- Directed by: Frank Capra
- Written by: Elmer Harris (adaptation) Norman Springer (story) Rex Taylor
- Produced by: Harry Cohn
- Starring: Shirley Mason William Collier Jr. Johnnie Walker
- Cinematography: Ray June
- Edited by: Arthur Roberts
- Production company: Columbia Pictures
- Distributed by: Columbia Pictures
- Release date: February 6, 1928;
- Running time: 60 minutes
- Country: United States
- Language: English

= So This Is Love? (film) =

1928 film by Frank Capra

Full movie

So This is Love? is a 1928 American silent film directed by Frank Capra. It was produced by Harry Cohn for Columbia Pictures.

==Plot==
Jerry McGuire is a dress designer who is tired of being looked upon as a wimp.

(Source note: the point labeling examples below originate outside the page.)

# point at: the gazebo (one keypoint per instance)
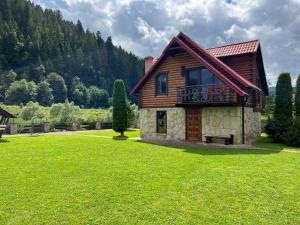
(4, 118)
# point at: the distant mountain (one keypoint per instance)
(31, 36)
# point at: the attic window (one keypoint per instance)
(162, 84)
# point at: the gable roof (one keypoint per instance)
(235, 49)
(211, 62)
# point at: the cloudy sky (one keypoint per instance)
(146, 26)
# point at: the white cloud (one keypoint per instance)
(145, 26)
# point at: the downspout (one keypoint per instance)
(244, 100)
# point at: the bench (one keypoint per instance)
(2, 129)
(227, 140)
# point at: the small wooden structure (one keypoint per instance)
(4, 118)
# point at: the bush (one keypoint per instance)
(44, 94)
(292, 135)
(31, 111)
(98, 97)
(133, 114)
(21, 92)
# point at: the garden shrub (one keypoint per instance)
(292, 135)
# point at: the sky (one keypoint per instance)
(145, 27)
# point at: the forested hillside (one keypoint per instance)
(35, 42)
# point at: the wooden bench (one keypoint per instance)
(2, 129)
(227, 140)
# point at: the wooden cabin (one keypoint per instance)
(191, 93)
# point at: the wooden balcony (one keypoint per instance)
(212, 94)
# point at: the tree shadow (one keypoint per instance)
(212, 150)
(119, 138)
(2, 141)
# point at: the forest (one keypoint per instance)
(45, 58)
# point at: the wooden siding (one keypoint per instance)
(245, 65)
(172, 65)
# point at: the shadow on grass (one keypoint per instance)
(119, 138)
(213, 150)
(2, 141)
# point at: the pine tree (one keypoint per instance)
(119, 108)
(44, 94)
(283, 111)
(58, 86)
(297, 98)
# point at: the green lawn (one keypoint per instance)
(131, 133)
(77, 179)
(266, 142)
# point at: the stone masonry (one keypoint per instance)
(215, 121)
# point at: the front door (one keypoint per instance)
(193, 124)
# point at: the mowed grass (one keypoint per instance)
(266, 142)
(75, 179)
(131, 133)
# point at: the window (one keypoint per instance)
(201, 76)
(161, 122)
(162, 84)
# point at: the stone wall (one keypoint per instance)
(215, 121)
(175, 124)
(228, 120)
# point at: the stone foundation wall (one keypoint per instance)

He begins secretly training as a boxer to take on Spike Mullins and win the affections of store clerk Hilda Jensen.

==Cast==
- Shirley Mason as Hilda Jenson
- William Collier Jr. as Jerry McGuire
- Johnnie Walker as Spike Mullins
- Ernie Adams as Flash Tracy
- Carl Gerard as Otto
- William H. Strauss as Maison Katz
- Jean Laverty as Mary Malone

==Preservation and status==
Complete copies are held at the Cinematheque Royale de Belgique and the Library of Congress.